CompVis / zigma

A PyTorch implementation of the paper "ZigMa: A DiT-Style Mamba-based Diffusion Model" (ECCV 2024)
https://taohu.me/zigma
Apache License 2.0
281 stars 19 forks source link

Taking making inputs from multiple directions #18

Closed EndingCredits closed 2 months ago

EndingCredits commented 3 months ago

Rather than a purely sequential scan through the patches, I feel it would make more sense to use take inputs from multiple patches at once. Obviously you are limited in that you can induce any cyclic dependencies, but you can very easily take inputs from two neighbouring patches (e.g. directly to left and above) at once. See image.

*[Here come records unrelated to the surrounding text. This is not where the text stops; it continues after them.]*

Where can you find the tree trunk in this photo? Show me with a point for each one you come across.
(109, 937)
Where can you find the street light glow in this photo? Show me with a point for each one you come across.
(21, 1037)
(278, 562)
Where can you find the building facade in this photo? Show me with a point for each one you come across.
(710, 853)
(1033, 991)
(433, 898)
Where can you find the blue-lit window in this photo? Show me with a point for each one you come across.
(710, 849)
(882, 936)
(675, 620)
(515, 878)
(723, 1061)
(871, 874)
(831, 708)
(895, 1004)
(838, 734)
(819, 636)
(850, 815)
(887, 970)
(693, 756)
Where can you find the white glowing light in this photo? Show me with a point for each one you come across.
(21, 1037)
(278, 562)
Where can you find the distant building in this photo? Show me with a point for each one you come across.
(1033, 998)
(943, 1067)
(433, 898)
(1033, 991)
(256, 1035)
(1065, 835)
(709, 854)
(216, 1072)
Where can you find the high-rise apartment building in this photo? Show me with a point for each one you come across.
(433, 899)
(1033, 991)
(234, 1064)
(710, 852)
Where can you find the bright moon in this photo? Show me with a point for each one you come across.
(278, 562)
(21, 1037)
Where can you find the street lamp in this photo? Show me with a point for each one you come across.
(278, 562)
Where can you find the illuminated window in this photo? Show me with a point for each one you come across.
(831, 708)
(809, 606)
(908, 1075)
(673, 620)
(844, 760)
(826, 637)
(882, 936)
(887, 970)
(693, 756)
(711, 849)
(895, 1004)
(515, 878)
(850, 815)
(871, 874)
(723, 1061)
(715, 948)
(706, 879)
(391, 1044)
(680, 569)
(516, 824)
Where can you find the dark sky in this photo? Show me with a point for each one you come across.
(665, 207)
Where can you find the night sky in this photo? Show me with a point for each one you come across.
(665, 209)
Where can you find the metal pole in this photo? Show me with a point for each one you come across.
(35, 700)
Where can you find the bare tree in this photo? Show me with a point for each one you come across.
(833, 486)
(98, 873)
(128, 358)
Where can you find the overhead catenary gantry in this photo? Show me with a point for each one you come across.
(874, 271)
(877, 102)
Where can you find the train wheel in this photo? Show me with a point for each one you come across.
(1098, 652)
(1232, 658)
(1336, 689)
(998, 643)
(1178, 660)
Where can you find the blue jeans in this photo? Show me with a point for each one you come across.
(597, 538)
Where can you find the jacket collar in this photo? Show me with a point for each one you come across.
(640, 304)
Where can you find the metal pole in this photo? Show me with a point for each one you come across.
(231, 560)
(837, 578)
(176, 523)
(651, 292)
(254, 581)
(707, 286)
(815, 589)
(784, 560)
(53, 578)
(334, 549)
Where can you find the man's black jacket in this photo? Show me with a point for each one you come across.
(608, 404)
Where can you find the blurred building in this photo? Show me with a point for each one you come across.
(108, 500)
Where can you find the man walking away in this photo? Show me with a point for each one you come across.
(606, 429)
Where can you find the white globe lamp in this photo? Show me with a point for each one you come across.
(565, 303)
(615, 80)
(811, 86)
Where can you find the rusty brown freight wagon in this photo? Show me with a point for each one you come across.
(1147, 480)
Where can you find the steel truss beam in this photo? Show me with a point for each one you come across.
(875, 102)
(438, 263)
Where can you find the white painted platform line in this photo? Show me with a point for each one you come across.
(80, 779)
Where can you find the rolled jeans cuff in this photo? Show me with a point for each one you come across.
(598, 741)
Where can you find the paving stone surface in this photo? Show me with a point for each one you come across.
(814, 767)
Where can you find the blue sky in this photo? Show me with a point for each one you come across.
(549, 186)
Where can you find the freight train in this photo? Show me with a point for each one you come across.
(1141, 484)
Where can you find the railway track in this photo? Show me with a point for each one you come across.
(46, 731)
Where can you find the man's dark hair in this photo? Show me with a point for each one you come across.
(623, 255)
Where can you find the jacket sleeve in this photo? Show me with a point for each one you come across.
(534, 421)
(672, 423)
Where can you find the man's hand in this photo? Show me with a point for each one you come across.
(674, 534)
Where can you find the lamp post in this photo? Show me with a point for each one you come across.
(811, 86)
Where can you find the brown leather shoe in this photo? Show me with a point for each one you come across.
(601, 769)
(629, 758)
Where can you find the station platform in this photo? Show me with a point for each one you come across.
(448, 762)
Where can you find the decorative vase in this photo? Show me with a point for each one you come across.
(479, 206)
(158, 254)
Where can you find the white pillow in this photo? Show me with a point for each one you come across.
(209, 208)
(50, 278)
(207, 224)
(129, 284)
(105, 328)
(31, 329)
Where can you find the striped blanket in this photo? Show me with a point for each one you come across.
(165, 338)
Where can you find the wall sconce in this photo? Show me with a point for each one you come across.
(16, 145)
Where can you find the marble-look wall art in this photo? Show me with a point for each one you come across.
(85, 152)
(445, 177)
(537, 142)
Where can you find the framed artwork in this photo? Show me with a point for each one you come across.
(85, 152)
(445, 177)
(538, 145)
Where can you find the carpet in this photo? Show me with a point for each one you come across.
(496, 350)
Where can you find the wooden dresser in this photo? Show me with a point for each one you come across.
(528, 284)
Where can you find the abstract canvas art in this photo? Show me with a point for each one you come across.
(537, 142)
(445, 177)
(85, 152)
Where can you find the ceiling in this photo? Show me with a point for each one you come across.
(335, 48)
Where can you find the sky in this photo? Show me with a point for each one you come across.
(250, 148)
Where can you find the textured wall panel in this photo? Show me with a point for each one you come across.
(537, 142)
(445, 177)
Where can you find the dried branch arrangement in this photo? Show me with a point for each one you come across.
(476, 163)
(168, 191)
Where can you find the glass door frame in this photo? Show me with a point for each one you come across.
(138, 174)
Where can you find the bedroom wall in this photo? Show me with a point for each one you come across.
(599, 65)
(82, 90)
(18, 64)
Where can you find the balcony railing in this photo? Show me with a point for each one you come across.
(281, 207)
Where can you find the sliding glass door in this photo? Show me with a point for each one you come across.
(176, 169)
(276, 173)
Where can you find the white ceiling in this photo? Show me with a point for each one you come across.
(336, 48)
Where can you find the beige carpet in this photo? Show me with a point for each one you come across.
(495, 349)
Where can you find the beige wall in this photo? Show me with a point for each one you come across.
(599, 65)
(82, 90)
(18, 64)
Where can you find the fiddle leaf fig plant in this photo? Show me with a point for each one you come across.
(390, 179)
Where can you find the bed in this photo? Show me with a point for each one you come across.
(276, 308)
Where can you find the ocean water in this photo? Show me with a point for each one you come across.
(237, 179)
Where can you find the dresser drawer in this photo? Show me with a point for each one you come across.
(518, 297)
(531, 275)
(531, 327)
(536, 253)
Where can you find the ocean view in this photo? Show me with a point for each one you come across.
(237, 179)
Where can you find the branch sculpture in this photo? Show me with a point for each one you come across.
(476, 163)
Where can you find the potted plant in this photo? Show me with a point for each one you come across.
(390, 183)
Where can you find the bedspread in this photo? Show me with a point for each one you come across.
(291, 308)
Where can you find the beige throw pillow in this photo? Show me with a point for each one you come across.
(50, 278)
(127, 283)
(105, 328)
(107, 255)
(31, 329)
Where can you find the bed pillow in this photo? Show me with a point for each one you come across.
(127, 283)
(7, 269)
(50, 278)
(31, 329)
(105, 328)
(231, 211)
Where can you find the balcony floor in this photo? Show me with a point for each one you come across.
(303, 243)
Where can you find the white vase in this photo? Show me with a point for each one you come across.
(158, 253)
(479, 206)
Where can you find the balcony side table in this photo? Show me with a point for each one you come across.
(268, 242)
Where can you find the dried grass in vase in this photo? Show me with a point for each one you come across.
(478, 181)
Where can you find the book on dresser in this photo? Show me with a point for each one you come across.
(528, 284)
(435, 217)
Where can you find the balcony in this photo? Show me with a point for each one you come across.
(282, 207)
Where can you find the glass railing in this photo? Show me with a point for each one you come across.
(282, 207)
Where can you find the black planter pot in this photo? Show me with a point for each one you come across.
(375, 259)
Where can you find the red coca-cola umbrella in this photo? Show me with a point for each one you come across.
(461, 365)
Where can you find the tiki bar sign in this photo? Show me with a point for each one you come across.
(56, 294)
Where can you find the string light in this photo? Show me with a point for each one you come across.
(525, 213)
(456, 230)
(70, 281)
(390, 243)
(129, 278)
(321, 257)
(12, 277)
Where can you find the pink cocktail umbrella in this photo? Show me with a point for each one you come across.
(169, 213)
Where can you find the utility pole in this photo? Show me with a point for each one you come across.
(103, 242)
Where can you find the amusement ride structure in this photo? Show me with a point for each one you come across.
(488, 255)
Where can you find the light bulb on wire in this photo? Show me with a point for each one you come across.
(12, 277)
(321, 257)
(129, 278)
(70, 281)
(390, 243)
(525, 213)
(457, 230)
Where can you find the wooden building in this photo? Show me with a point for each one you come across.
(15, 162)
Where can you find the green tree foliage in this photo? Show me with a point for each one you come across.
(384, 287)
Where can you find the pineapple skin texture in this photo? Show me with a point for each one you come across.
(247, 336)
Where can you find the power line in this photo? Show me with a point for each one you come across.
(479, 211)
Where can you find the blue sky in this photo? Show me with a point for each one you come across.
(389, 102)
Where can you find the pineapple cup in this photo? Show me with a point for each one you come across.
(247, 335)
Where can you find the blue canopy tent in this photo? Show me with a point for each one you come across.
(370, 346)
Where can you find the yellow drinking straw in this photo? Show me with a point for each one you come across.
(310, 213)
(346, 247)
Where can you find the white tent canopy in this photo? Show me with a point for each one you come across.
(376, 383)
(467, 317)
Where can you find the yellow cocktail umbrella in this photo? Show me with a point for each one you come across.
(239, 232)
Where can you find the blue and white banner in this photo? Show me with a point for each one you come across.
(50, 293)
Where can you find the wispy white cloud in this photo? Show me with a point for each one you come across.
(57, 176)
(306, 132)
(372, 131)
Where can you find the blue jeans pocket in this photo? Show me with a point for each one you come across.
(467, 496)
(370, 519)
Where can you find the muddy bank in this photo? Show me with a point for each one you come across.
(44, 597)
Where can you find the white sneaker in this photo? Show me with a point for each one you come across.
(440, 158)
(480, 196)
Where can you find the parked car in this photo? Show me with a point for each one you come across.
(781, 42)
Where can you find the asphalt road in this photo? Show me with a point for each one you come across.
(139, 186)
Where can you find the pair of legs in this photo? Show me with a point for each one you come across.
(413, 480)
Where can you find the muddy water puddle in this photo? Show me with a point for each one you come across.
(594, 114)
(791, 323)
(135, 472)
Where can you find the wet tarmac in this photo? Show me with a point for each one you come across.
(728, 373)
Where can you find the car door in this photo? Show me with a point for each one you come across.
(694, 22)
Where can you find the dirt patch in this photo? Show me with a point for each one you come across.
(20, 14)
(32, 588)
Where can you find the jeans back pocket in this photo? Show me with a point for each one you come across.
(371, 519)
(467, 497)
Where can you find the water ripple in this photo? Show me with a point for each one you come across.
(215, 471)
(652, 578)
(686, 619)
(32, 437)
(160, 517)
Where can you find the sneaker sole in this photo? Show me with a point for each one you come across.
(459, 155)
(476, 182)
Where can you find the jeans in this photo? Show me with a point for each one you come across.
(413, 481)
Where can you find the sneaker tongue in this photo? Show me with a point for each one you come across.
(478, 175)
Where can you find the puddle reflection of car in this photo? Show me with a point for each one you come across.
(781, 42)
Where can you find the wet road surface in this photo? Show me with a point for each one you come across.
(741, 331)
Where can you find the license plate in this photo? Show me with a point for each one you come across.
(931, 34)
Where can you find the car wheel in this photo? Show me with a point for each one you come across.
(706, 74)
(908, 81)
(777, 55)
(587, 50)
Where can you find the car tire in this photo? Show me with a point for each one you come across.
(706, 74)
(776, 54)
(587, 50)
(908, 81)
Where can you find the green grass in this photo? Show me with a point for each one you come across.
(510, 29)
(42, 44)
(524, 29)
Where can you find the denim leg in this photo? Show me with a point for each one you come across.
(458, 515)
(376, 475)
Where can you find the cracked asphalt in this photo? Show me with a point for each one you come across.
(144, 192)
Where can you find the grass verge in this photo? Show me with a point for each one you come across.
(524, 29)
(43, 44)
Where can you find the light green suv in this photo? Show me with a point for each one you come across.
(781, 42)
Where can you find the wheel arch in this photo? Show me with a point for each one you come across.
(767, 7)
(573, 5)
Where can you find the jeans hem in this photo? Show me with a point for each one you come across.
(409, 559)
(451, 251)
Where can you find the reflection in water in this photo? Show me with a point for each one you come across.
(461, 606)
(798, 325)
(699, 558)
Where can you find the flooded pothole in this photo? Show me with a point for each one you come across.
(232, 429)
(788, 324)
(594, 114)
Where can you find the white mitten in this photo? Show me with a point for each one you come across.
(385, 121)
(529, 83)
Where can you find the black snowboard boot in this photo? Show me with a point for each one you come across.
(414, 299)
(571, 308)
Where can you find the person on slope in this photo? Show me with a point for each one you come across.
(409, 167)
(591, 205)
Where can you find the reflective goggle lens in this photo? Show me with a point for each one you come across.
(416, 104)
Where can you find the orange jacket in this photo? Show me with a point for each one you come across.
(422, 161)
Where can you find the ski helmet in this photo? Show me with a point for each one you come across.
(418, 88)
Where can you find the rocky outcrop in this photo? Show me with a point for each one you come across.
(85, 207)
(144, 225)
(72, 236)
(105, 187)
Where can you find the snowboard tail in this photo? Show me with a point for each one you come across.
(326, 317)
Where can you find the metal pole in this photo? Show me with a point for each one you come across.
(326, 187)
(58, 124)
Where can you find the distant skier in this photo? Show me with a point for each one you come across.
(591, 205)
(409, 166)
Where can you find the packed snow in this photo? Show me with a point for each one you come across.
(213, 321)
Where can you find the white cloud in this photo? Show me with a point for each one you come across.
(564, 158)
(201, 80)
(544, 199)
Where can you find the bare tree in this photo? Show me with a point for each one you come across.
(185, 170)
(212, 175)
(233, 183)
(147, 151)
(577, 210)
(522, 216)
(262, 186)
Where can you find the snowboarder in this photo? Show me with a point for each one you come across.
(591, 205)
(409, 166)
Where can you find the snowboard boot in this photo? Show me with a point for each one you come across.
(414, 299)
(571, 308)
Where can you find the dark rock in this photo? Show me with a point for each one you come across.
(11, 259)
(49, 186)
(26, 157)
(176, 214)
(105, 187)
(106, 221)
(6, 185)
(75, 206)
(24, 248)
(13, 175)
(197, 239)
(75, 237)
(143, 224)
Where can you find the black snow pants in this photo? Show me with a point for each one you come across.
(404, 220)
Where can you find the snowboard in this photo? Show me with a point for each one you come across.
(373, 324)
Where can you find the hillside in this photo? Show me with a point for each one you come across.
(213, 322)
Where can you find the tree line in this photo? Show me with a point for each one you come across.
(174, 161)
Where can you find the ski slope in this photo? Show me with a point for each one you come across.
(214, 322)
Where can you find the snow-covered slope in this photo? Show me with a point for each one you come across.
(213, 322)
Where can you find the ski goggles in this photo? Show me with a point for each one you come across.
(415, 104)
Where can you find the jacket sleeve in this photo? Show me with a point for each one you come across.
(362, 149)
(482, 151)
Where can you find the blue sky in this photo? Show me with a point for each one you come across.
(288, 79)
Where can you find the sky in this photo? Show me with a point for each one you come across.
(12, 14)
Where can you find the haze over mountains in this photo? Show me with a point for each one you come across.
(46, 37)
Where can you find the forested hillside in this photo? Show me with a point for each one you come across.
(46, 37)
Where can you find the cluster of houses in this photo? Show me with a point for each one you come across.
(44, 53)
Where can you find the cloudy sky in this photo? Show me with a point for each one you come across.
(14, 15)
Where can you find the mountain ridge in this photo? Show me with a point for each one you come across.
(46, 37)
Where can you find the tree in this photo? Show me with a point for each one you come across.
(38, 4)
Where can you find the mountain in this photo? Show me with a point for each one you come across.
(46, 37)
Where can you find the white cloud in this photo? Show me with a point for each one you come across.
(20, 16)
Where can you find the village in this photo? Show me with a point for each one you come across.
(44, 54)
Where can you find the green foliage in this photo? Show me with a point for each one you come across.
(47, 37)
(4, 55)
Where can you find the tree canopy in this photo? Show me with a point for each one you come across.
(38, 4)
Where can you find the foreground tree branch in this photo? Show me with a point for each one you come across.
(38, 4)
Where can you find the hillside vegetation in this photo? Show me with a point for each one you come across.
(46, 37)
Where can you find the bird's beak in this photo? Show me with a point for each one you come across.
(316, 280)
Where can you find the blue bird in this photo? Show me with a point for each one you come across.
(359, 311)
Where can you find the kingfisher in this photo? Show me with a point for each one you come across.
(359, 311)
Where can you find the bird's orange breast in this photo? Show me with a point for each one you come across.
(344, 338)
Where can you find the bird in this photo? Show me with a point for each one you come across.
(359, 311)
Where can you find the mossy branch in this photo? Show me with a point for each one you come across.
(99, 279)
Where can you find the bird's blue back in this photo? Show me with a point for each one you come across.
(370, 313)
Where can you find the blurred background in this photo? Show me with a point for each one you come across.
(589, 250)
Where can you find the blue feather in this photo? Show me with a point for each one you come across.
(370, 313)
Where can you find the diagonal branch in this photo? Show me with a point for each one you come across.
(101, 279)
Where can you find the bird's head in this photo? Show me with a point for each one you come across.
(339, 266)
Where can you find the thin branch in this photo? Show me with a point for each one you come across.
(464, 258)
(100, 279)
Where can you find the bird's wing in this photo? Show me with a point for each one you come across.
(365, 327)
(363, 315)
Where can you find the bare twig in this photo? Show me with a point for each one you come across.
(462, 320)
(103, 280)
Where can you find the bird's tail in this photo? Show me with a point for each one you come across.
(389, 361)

example of the two approaches

Obviously you have the issue that this is directional, but you can just do the same idea as you did with the sequential and run four separate scans, starting from a different corner each time.

I feel like this has a number of advantages:

The onyl downside is incorporating inputs from two inputs, which is not standard Mamba practice, but architecturally this should not be difficult to implement.

If multiple inputs is unwanted, I'd also be very interested to see the result of just processing stuff in multiple parallel (disjoint) lines in each direction. Obviously this has issues that there is no direct dependency between any two patches, but I think that is resolved by using multiple layers.

What do you think?

dongzhuoyao commented 3 months ago

hi, I think your idea intuitively makes sense,

but I cannot see a clear way to tackle the downside you mentioned "The onyl downside is incorporating inputs from two inputs, which is not standard Mamba practice, but architecturally this should not be difficult to implement." as mamba only supports uni-dimension token data by default.